Me ató con un lazo al portón para que me comieran los mosquitos gigantes que subían del río.
Dijo que me castigaba con todo rigor para impedir que niños rebeldes como yo se convirtieran más tarde en supremos dictadores de la República.
– Los Libros Santos -sentenció mientras me ataba al portón- han sido dictados por Dios y escritos por los pueblos para que los particulares lean. De otra manera, la palabra escrita por los particulares es siempre palabra robada.
El rigor de mi padre, que era un justo, fue injusto.
¿Por qué un castigo tan furioso por haber escrito yo una historia fingida, aun cuando fuese sacada de la Sagrada Escritura?
Ya entonces me pregunté: Y los libros que los particulares escriben a su sola inspiración, ¿qué pueblos los leerán?
Las bisagras del portón rechinaron.
– La palabra escrita es siempre robada, ha dicho tu padre. Y eso es una verdad grande como un templo… -chirrió profesoral el portón sin otorgarme el más mínimo óbolo de consuelo ni de justificación.
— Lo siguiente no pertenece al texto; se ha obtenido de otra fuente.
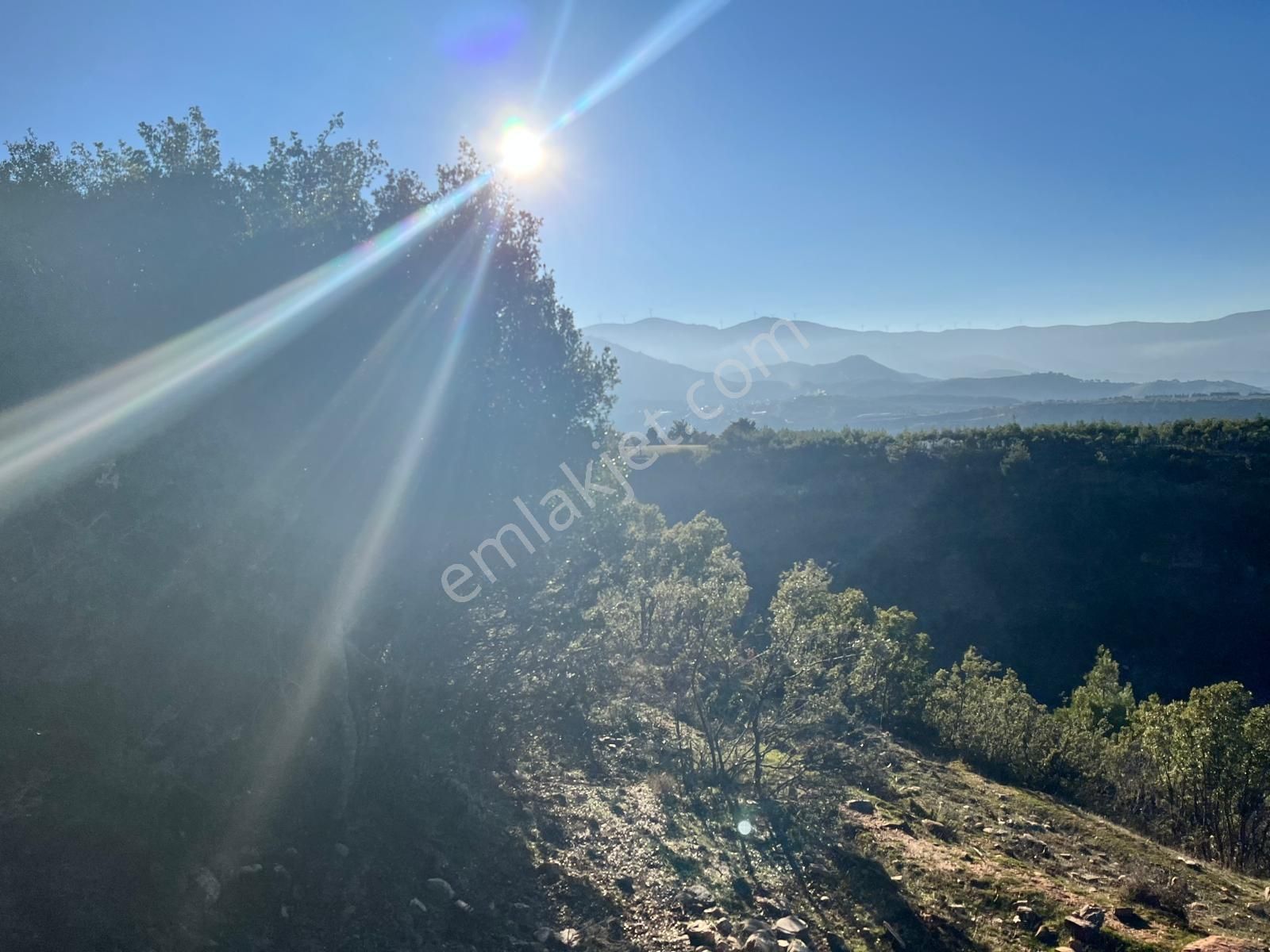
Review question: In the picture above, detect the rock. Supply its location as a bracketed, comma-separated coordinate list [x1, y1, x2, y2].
[922, 820, 952, 842]
[1183, 935, 1268, 952]
[741, 929, 781, 952]
[754, 896, 789, 919]
[741, 916, 771, 935]
[538, 862, 564, 885]
[1076, 903, 1107, 929]
[678, 884, 714, 912]
[424, 877, 455, 903]
[1111, 906, 1151, 929]
[686, 919, 719, 948]
[1063, 916, 1099, 942]
[193, 866, 221, 905]
[881, 919, 906, 948]
[1033, 925, 1058, 946]
[776, 916, 806, 935]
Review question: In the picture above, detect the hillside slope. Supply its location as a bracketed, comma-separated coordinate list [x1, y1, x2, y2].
[181, 730, 1270, 952]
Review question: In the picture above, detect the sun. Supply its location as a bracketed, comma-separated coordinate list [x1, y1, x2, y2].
[499, 119, 542, 176]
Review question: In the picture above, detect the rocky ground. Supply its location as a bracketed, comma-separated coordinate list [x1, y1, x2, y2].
[193, 731, 1270, 952]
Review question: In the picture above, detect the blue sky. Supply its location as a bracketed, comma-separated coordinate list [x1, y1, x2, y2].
[0, 0, 1270, 330]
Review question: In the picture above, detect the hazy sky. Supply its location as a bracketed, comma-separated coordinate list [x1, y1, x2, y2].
[0, 0, 1270, 330]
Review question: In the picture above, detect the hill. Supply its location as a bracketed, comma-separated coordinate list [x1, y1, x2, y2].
[584, 311, 1270, 386]
[633, 421, 1270, 701]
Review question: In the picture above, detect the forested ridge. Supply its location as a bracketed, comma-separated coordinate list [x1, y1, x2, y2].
[0, 110, 1270, 952]
[633, 419, 1270, 701]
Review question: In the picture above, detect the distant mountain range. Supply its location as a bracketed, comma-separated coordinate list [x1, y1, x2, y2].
[584, 311, 1270, 430]
[584, 309, 1270, 386]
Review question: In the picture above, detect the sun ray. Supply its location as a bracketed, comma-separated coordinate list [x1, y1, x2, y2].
[230, 218, 498, 843]
[0, 173, 491, 518]
[546, 0, 728, 135]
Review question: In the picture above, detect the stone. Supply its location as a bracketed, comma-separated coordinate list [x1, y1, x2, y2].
[754, 896, 789, 918]
[538, 861, 564, 885]
[193, 866, 221, 905]
[424, 877, 455, 903]
[1063, 916, 1099, 942]
[881, 919, 908, 948]
[1111, 906, 1151, 929]
[678, 884, 714, 912]
[686, 919, 719, 948]
[775, 916, 806, 935]
[741, 929, 781, 952]
[922, 820, 952, 840]
[1033, 925, 1058, 946]
[1183, 935, 1268, 952]
[1076, 903, 1107, 929]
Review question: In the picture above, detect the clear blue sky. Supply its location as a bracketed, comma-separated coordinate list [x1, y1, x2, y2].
[0, 0, 1270, 330]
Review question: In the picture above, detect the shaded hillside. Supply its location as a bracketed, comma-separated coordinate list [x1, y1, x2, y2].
[633, 420, 1270, 700]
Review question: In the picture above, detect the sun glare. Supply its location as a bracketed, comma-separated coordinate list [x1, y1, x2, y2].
[500, 121, 542, 175]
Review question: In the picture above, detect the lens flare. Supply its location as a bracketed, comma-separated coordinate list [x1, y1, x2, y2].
[499, 119, 542, 176]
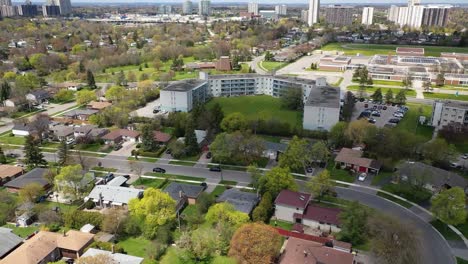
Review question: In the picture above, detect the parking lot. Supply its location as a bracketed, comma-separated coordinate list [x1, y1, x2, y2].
[352, 101, 406, 127]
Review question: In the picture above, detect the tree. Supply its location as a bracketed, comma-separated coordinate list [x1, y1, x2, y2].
[368, 215, 422, 264]
[76, 89, 96, 105]
[371, 88, 383, 102]
[86, 70, 96, 89]
[339, 201, 369, 245]
[55, 164, 93, 199]
[0, 81, 11, 102]
[431, 187, 467, 225]
[385, 89, 393, 104]
[57, 141, 68, 166]
[18, 182, 45, 203]
[128, 188, 176, 239]
[221, 112, 248, 133]
[24, 135, 47, 168]
[281, 87, 304, 111]
[260, 167, 297, 197]
[307, 170, 333, 200]
[205, 203, 250, 227]
[0, 147, 7, 164]
[229, 223, 282, 264]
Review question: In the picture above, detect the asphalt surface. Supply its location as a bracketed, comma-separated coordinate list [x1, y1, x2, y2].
[34, 153, 455, 264]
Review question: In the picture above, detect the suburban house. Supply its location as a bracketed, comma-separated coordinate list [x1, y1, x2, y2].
[395, 162, 468, 193]
[11, 123, 34, 137]
[153, 131, 172, 145]
[49, 124, 75, 141]
[0, 227, 23, 259]
[102, 129, 140, 144]
[4, 168, 50, 193]
[84, 185, 143, 208]
[275, 190, 341, 233]
[275, 190, 310, 223]
[335, 148, 382, 174]
[0, 165, 23, 186]
[279, 237, 354, 264]
[81, 248, 144, 264]
[86, 101, 112, 111]
[26, 90, 50, 104]
[164, 182, 205, 212]
[216, 188, 260, 215]
[62, 109, 99, 121]
[2, 230, 94, 264]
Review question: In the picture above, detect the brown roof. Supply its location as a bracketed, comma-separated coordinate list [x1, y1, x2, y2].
[275, 190, 310, 209]
[280, 237, 354, 264]
[335, 148, 380, 169]
[0, 165, 23, 179]
[1, 230, 94, 264]
[294, 204, 341, 226]
[102, 129, 140, 140]
[87, 101, 112, 110]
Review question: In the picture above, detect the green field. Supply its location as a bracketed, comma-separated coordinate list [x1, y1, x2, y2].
[396, 103, 434, 141]
[207, 95, 302, 130]
[322, 43, 468, 57]
[424, 92, 468, 101]
[346, 85, 416, 97]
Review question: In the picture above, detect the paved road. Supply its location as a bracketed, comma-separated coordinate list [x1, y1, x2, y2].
[39, 153, 455, 264]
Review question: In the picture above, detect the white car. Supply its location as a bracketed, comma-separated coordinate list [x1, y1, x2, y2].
[358, 173, 367, 181]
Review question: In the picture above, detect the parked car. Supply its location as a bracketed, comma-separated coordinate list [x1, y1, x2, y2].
[153, 167, 166, 173]
[210, 166, 221, 172]
[358, 173, 367, 181]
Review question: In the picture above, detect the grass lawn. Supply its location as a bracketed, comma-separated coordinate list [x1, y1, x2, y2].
[268, 219, 294, 231]
[207, 95, 302, 128]
[210, 185, 226, 198]
[322, 43, 468, 57]
[431, 220, 461, 241]
[377, 192, 413, 208]
[0, 135, 26, 145]
[346, 85, 416, 97]
[424, 92, 468, 101]
[3, 224, 39, 238]
[258, 61, 288, 71]
[396, 103, 434, 141]
[132, 178, 165, 189]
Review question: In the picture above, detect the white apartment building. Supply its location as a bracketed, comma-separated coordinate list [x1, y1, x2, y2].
[431, 101, 468, 129]
[361, 7, 374, 26]
[308, 0, 320, 27]
[161, 72, 341, 130]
Me sorbí los mocos sanguinolentos.
Padre debía de tener razón. Ahora le comprendo.
Mi primer fracaso con la literatura lo experimenté en el primer relato que escribí, a la temprana edad de los cien mil años de escritura y a los siete de mi edad.
Un relato que tenía las pretensiones de enmendar nada menos que la plana al Génesis corrigiendo, es decir, destruyendo, una de las primeras historias bíblicas.
En Lucha hasta el alba yo no me había liberado del siniestro hermano Esaú.
El machetazo que trozó nuestros calcañares, la cadena de sangre y de hueso que nos condenaba a una unión perpetua contra natura, no logró sino algo peor.
El machetazo escriptural rebotó y me partió el alma. Me puso en su lugar el alma negra de Esaú. Esaú se encarnó en mí. Quiero decir, yo le encarné en mí. Esaú tenía todos los dientes podridos. Su aliento se asemejaba al vaho de las letrinas. Yo empecé a respirar ese aliento pestífero que impregnó y contagió las letras.
Dejé de ser Jacob para convertirme, con rasgos aún más sombríos, en el retorcido Esaú. Me miraba en el espejo y veía el rostro malvado de Esaú.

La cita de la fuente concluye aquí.